Chego à conclusão que estou seriamente doente. Uma doença do cosmos da qual eu nunca ouvi falar, mas tenho certeza que existe.

Tentei de tudo para me livrar da obsessão, mas nada funcionou. Acrescentar quatro horas às minhas seções de treino habituais só me rendeu mais músculos doloridos; beber antes de dormir piorou a enxaqueca causada pelo esforço para não pensar em nada; incapacitar os soldados que falassem no assunto ao alcance dos meus ouvidos me proporcionou apenas alívio temporário... Até mesmo passei a ver mais dramas com Marin. Mas se vir mais uma obra de ficção sobre um cara metido a bad boy que se apaixona por uma mocinha submissa vou começar eu mesma a cortar cabeças. A começar pela da Amazona de Águia.

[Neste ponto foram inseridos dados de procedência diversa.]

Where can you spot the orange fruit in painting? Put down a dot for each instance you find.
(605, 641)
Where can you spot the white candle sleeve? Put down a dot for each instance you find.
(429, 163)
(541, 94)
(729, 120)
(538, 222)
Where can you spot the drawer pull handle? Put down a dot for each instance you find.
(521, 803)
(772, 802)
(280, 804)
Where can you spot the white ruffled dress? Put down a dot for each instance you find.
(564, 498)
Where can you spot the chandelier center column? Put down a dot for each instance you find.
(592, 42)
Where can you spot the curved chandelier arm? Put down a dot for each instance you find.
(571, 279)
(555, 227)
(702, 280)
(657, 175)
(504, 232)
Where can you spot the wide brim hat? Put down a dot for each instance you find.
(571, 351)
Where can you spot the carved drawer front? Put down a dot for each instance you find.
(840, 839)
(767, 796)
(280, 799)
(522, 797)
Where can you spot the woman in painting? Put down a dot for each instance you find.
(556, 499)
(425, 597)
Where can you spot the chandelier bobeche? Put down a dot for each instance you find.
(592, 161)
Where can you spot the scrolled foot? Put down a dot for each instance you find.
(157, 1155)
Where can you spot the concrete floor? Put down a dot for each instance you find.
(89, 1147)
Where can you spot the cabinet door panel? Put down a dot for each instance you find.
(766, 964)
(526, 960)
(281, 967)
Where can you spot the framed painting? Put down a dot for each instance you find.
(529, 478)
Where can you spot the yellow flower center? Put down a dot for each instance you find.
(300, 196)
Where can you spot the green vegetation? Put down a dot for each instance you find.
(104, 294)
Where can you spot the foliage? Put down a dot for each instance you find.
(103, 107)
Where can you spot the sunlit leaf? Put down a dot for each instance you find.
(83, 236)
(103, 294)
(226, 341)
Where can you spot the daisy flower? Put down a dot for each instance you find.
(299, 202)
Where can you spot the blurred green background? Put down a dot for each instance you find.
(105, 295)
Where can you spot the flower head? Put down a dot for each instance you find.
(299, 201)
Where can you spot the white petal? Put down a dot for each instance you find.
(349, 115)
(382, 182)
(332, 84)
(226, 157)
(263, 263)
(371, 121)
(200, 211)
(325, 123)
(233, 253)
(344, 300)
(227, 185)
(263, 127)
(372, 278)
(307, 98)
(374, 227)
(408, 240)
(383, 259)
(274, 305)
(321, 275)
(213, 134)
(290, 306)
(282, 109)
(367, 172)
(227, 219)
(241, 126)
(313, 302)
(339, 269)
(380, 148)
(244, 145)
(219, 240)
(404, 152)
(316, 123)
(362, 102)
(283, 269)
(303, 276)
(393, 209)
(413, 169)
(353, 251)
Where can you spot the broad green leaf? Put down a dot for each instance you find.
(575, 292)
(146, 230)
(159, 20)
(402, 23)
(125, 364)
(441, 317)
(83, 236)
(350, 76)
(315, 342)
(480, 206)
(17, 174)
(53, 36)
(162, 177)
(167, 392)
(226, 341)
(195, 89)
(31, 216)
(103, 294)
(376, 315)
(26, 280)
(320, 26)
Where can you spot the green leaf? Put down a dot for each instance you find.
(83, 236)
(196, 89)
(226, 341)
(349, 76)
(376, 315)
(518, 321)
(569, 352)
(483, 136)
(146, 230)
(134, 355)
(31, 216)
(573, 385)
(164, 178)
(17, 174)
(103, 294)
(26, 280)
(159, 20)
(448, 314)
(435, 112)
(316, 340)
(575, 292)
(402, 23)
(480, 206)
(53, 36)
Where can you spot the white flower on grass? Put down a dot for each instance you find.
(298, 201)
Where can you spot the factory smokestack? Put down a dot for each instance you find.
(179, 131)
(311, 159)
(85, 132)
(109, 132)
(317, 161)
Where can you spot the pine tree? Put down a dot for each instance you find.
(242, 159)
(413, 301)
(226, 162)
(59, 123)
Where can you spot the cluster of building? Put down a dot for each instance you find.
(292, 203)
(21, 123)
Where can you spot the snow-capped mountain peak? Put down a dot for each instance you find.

Não tem jeito, eu tenho que descobrir a verdade. Preciso ter certeza que Máscara da Morte não voltou aos velhos hábitos. Assim que outros Cavaleiros se convencerem da regeneração dele, passarão a convida-lo para os jogos de pôquer da sexta feira à noite (ou seja lá para onde eles desaparecem nesse dia) e eu não vou ter mais motivos para sentir pena de Câncer. Porque é isso que eu estou sentindo: pena. Compaixão por um Cavaleiro de Ouro marginalizado é algo tão alienígena vindo de mim que estou começando a confundir as coisas.

Se eu quero saber sobre os rumores, Aioria é a pessoa a procurar. O problema é que eu levei tanto tempo para me decidir que ele acabou sendo mandado em uma missão de um mês em algum país remoto da África Oriental e agora eu vou ter que me contentar com informação de segunda mão.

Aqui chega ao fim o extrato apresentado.